Time to get your hands dirty. Take the linearization of the simple car model from last week. We'll need to get rid of some of the controls to fit it into our assumptions. I will suggest assuming a constant thrust $T = T_0$ and leaving the steering to be our only control $u = \delta w$. We will also have to introduce the output equation $y(t) = H x(t)$ for this model. Our state $x$ consisted of things like velocity, orientation, the position coordinates, and mass. Let's take the orientation $\xi$ as our output. Can you see what $H$ would have to be to provide this information to $y$ on the proverbial golden plate? How about $H = [0, 1, 0, 0, 0]$ since the orientation $\xi$ appeared as the second component of $x$? At this point you should be able to turn in an assignment with a nonlinear system of differential equations describing the simple car model, the linearized version done last week (written in the abstract form of \eqref{eq:dyneq} and \eqref{eq:siso}, with the expressions for $F$, $G$,and $H$ given separately, and an expression in the form: $$ Y(s) = T(s) U(s) $$ relating the single input to single output in the frequency domain. Again, leave this expression in the form above, just add what $T(s)$ is separately.

Try It in CCST

Use the Cloud Controls & Simulation Toolbox to define state-space systems and compute transfer functions.

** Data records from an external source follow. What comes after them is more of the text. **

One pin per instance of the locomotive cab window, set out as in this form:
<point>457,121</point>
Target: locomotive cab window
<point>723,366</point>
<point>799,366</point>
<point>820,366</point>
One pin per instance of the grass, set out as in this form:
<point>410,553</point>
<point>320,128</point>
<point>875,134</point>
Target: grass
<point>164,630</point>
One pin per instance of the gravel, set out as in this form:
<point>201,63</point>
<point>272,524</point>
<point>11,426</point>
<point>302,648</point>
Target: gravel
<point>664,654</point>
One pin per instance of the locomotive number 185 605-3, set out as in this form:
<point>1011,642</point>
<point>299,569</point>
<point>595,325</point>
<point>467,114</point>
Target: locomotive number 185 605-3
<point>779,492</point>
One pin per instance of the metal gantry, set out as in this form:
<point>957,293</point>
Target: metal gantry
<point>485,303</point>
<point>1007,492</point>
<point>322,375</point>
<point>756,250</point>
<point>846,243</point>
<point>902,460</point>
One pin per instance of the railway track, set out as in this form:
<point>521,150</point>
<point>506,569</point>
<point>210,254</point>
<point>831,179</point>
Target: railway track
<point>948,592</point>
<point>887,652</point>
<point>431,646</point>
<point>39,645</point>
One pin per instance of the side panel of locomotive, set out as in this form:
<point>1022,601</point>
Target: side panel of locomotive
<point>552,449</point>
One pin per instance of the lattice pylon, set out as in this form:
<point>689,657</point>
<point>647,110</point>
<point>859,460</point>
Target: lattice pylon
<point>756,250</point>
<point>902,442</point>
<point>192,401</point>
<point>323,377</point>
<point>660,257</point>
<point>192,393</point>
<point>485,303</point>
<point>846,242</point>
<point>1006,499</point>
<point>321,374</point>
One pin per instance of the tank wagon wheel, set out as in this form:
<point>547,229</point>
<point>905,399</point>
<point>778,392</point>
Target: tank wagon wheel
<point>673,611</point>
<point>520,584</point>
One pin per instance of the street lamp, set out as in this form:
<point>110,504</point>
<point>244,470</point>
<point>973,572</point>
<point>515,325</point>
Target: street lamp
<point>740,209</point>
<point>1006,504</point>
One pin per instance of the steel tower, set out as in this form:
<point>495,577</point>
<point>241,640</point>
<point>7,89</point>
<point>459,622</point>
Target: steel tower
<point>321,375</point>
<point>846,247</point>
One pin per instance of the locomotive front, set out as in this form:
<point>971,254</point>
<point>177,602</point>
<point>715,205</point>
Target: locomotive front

For example, for the car model linearized about constant thrust with steering as the single input:

ss [[0,1,0],[0,0,1],[0,0,0]] [[0],[0],[1]] [[0,1,0]] [[0]] -> car_lin
tf car_lin -> car_tf
poles car_lin -> car_poles
gdisplay car_poles

Simulate the step response to see the open-loop behavior:

step xi car_lin dw 0.1 10 -> steer_resp
gdisplay steer_resp

The ss command takes \(F\), \(G\), \(H\), \(D\) matrices directly, matching the state-space form \(\dot{x} = Fx + Gu\), \(y = Hx + Du\) from this lecture.